Every day in April, I’ll be posting a video about one of the questions in my guide, (Over) 100 Questions To Ask Your Kids About Sexuality. The guide is free and if you don’t have it, you can get it by clicking here.
If you have teenagers, I’d love it if you ask them this question: “What’s it like for gay/trans kids at your school?”
Gender and sexual diversity is part of the human experience. If your child identifies as lesbian, gay, trans, non-binary, bisexual, pansexual or someone other than a heterosexual cisgender person, this is a chance to open up a conversation about their what their daily life is like.

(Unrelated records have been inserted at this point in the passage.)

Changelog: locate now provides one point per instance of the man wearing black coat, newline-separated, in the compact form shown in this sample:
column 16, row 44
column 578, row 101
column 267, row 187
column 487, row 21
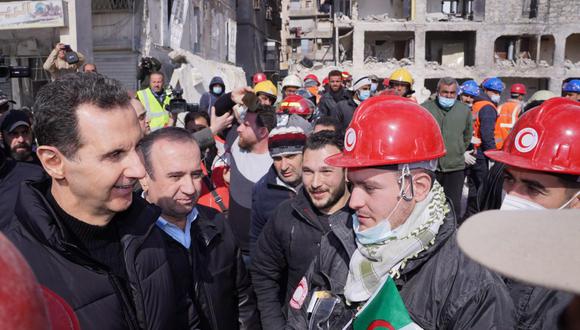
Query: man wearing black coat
column 282, row 180
column 84, row 234
column 213, row 289
column 291, row 238
column 334, row 94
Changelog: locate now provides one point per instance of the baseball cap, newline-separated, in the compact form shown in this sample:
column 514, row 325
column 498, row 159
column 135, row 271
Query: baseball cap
column 13, row 119
column 536, row 247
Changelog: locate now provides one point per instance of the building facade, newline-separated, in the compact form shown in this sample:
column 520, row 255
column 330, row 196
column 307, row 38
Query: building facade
column 536, row 42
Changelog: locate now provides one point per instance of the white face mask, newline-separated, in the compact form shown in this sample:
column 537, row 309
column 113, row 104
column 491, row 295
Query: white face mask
column 511, row 202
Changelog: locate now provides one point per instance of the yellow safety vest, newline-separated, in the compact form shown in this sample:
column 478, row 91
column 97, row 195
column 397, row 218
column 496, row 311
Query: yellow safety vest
column 156, row 112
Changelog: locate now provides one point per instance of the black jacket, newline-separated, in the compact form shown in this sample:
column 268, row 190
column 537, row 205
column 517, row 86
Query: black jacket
column 94, row 292
column 289, row 242
column 267, row 195
column 12, row 174
column 441, row 287
column 219, row 284
column 343, row 112
column 328, row 101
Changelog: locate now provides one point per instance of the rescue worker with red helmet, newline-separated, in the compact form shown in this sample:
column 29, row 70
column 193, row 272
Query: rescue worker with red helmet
column 571, row 90
column 344, row 109
column 542, row 171
column 484, row 114
column 290, row 85
column 401, row 82
column 258, row 77
column 401, row 238
column 333, row 94
column 508, row 113
column 267, row 92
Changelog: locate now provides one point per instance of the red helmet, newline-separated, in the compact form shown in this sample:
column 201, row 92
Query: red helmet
column 259, row 77
column 518, row 89
column 389, row 130
column 544, row 139
column 25, row 304
column 296, row 104
column 312, row 77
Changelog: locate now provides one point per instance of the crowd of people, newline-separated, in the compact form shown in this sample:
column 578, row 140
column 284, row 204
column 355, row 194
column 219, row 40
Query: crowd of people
column 322, row 205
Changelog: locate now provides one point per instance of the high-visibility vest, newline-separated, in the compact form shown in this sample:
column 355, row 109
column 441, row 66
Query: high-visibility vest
column 507, row 114
column 475, row 117
column 156, row 112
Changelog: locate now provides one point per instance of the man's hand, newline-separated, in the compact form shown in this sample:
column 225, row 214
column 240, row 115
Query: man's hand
column 220, row 123
column 238, row 93
column 469, row 158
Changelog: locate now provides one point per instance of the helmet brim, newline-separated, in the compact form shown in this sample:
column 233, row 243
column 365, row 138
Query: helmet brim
column 521, row 162
column 341, row 160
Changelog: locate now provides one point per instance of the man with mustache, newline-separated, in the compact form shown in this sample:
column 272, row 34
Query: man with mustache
column 83, row 232
column 212, row 287
column 282, row 180
column 17, row 136
column 291, row 237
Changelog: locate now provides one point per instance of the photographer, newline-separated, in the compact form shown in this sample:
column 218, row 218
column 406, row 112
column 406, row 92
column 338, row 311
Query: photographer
column 63, row 60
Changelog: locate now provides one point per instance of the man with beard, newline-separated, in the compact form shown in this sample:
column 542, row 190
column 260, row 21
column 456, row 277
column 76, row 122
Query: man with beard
column 291, row 238
column 283, row 179
column 83, row 232
column 212, row 287
column 17, row 136
column 249, row 161
column 334, row 94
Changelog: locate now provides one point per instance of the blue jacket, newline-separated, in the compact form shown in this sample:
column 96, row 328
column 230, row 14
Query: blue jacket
column 208, row 99
column 267, row 194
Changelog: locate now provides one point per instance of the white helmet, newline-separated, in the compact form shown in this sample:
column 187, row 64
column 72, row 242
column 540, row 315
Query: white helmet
column 292, row 81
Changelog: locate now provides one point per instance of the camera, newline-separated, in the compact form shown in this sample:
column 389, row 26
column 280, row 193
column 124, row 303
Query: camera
column 178, row 104
column 69, row 56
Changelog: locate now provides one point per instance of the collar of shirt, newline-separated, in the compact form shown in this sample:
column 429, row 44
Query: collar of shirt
column 181, row 236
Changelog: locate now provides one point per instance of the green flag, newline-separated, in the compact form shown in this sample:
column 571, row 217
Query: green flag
column 384, row 310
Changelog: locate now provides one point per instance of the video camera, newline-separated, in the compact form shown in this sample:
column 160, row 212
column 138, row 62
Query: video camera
column 70, row 56
column 178, row 104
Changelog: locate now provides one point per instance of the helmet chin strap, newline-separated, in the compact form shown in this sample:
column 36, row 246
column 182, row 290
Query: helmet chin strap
column 406, row 174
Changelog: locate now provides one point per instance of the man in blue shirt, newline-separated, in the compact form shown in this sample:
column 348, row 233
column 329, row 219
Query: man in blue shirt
column 213, row 289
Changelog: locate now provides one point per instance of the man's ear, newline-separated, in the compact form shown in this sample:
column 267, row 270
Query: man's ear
column 422, row 183
column 52, row 160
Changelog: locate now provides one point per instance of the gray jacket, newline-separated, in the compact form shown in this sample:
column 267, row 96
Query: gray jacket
column 441, row 287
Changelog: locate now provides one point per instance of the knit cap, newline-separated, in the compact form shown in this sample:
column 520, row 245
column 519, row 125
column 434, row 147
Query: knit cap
column 286, row 140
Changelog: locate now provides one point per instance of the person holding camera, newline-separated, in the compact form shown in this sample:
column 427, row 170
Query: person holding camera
column 63, row 60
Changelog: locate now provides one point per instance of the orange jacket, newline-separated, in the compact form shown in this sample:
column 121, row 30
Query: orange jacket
column 475, row 116
column 508, row 113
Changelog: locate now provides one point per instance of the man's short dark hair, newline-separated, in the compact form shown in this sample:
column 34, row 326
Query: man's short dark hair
column 172, row 134
column 265, row 117
column 55, row 117
column 329, row 121
column 319, row 140
column 335, row 73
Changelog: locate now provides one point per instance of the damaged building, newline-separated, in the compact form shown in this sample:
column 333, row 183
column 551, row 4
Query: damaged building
column 194, row 40
column 536, row 42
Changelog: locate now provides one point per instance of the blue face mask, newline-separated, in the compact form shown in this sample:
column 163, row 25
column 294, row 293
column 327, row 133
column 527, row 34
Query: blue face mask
column 364, row 94
column 217, row 89
column 445, row 102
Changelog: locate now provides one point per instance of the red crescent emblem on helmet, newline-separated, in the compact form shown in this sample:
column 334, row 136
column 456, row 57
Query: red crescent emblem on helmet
column 349, row 139
column 526, row 139
column 380, row 324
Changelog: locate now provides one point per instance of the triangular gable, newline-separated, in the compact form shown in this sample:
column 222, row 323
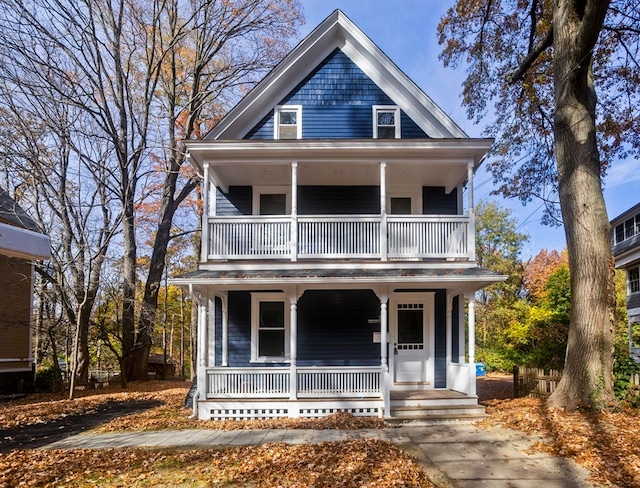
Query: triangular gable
column 337, row 97
column 335, row 32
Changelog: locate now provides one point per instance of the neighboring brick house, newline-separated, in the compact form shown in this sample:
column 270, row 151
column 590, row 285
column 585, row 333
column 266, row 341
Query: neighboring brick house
column 337, row 254
column 21, row 243
column 625, row 240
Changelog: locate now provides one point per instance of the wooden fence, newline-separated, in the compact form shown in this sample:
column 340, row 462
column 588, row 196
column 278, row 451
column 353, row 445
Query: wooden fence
column 540, row 383
column 534, row 382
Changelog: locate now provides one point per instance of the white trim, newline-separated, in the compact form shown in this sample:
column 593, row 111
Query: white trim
column 427, row 299
column 276, row 120
column 256, row 299
column 386, row 108
column 267, row 190
column 23, row 244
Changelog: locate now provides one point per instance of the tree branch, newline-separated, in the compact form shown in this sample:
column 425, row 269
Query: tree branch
column 546, row 42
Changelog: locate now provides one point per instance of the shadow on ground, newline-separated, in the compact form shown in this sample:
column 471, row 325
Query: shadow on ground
column 38, row 435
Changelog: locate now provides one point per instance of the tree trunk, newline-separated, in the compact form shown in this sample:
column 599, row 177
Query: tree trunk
column 587, row 380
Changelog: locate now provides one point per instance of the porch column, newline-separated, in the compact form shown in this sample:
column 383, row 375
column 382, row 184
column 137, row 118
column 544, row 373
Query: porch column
column 211, row 332
column 449, row 330
column 225, row 330
column 472, row 343
column 471, row 235
column 204, row 252
column 383, row 211
column 293, row 346
column 294, row 211
column 201, row 344
column 385, row 386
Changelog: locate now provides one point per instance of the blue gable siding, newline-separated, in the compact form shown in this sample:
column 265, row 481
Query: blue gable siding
column 336, row 101
column 333, row 328
column 436, row 202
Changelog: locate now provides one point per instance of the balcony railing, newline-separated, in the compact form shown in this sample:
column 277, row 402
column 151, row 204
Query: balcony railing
column 339, row 237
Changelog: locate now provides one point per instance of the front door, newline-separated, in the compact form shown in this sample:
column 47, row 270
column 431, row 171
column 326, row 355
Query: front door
column 412, row 343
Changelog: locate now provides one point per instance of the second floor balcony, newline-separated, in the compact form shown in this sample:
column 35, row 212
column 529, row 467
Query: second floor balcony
column 356, row 237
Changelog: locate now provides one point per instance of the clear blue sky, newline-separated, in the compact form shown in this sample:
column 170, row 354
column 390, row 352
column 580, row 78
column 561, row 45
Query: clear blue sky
column 406, row 31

Asking shows that you care about their experiences and their well-being. Personally, I hope that things are going really well for your teen. But, if they aren’t doing so well, this is chance for you to find out how you can support them. I recommend asking “what can I do to help you?” Teens who are having a hard time, particularly if they’re being bullied or harassed, often feel a loss of control. Letting them take the lead and tell you what type of help they want can help them regain a sense of power.
Again, not all gay, trans and non-binary teens struggle. And those that do aren’t always struggling because of violence or aggression. They may be lonely, or struggling with how to present or express their identity in an authentic way. They could be wrestling with something that has nothing to do with their identity because ultimately they’re normal human beings and adolescence is just hard sometimes.
So if your teen reveals that things aren’t awesome, try not to make assumptions. Listen, let them know you’re on their side and ask what, if any, help they need from you.
My kid isn’t gay or trans so…
I encourage asking your teen this question, regardless of their identity. I think it’s really important for straight, cis kids to spend time thinking about experiences and realities beyond their own.
Talking about discrimination, inclusion, rejection and acceptance can make our kids more aware of the effect their behaviour might have on non-binary, trans and gay folks both at school and in the community at large. It also demonstrates that empathy, care and really basic human decency apply to everyone, not just people we perceive as being like us.
And yes, that is a value so let me own it. I believe that empathy, care and basic human decency apply to everyone. I really hope you do too!